Support Agreements and Lock-Up Agreements
Concurrently with the execution of the Merger Agreement, (i) certain stockholders of Dianthus (solely in their respective capacities as Dianthus stockholders) holding approximately 65.7% of the outstanding shares of Dianthus capital stock have entered into support agreements with Magenta and Dianthus to vote all of their shares of Dianthus capital stock in favor of the adoption and approval of the Merger Agreement and the transactions contemplated thereby and against any alternative acquisition proposals (the “Dianthus Support Agreements”) and (ii) certain stockholders of Magenta holding approximately 6.9% of the outstanding shares of Magenta common stock have entered into support agreements with Magenta and Dianthus to vote all of their shares of Magenta common stock in favor of the Magenta Voting Proposals and against any alternative acquisition proposals (the “Magenta Support Agreements,” and, together with the Dianthus Support Agreements, the “Support Agreements”).
Concurrently with the execution of the Merger Agreement, certain executive officers, directors and stockholders of Magenta and Dianthus have entered into lock-up agreements (the “Lock-Up Agreements”) pursuant to which, subject to specified exceptions, they have agreed not to transfer their shares of Magenta common stock for the 180-day period following the closing of the Merger.
The preceding summaries of the Merger Agreement, the Support Agreements and the Lock-Up Agreements do not purport to be complete and are qualified in their entirety by reference to the Merger Agreement, the form of Dianthus Support Agreement, the form of Magenta Support Agreement, the form of Lock-Up Agreement and the form of Contingent Value Rights Agreement, which are filed as Exhibits 2.1, 10.1, 10.2, 10.3 and 10.4, respectively, to this Current Report on Form 8-K and which are incorporated herein by reference. The Merger Agreement has been attached as an exhibit to this Current Report on Form 8-K to provide investors and securityholders with information regarding its terms. It is not intended to provide any other factual information about Dianthus or Magenta or to modify or supplement any factual disclosures about Magenta in its public reports filed with the SEC. The Merger Agreement includes representations, warranties and covenants of Dianthus, Magenta and Merger Sub made solely for the purpose of the Merger Agreement and solely for the benefit of the parties thereto in connection with the negotiated terms of the Merger Agreement. Investors should not rely on the representations, warranties and covenants in the Merger Agreement or any descriptions thereof as characterizations of the actual state of facts or conditions of Dianthus, Magenta or any of their respective affiliates. Moreover, certain of those representations and warranties may not be accurate or complete as of any specified date, may be subject to a contractual standard of materiality different from those generally applicable to SEC filings or may have been used for purposes of allocating risk among the parties to the Merger Agreement, rather than establishing matters of fact.

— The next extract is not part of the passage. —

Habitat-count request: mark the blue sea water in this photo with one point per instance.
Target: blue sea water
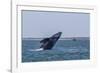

Stockholder Rights Agreement
On May 2, 2023, the Board approved an Amendment No. 1 (the “Amendment No. 1”) to the Stockholder Rights Agreement by and between Magenta and Computershare Trust Company, N.A. as rights agent, dated March 31, 2023 (the “Rights Agreement”), effective as of May 2, 2023. Amendment No. 1 prevents the approval, execution, delivery or performance of the Merger Agreement, or the consummation prior to the termination of the Merger Agreement of the Merger or any of the other transactions contemplated by the Merger Agreement in accordance with its terms, from, among other things, (i) resulting in a Stock Acquisition Date or Distribution Date (each as defined in the Rights Agreement) or permitting the Rights (as defined in the Rights Agreement) to be exercised or exchanged, (ii) constituting a Section 11(a)(ii) Event or a Section 13 Event (each as defined in the Rights Agreement), and (iii) causing Magenta, Merger Sub or their respective affiliates to be deemed an Acquiring Person (as defined in the Rights Agreement) for any purpose under the Rights Agreement.
The foregoing description of Amendment No. 1 is only a summary, does not purport to be complete and is qualified in its entirety by reference to the Rights Agreement and Amendment No. 1, copies of which are attached as Exhibit 4.1 and Exhibit 4.2, respectively, and are incorporated herein by reference.
Item 3.02. | Unregistered Sales of Equity Securities. |
To the extent required by this Item, the information included in Item 1.01 of this Current Report on Form 8-K is incorporated herein by reference.
Item 3.03. | Material Modification to Rights of Security Holders. |
The information set forth in Item 1.01 under the heading “Stockholder Rights Agreement” is incorporated by reference into this Item 3.03.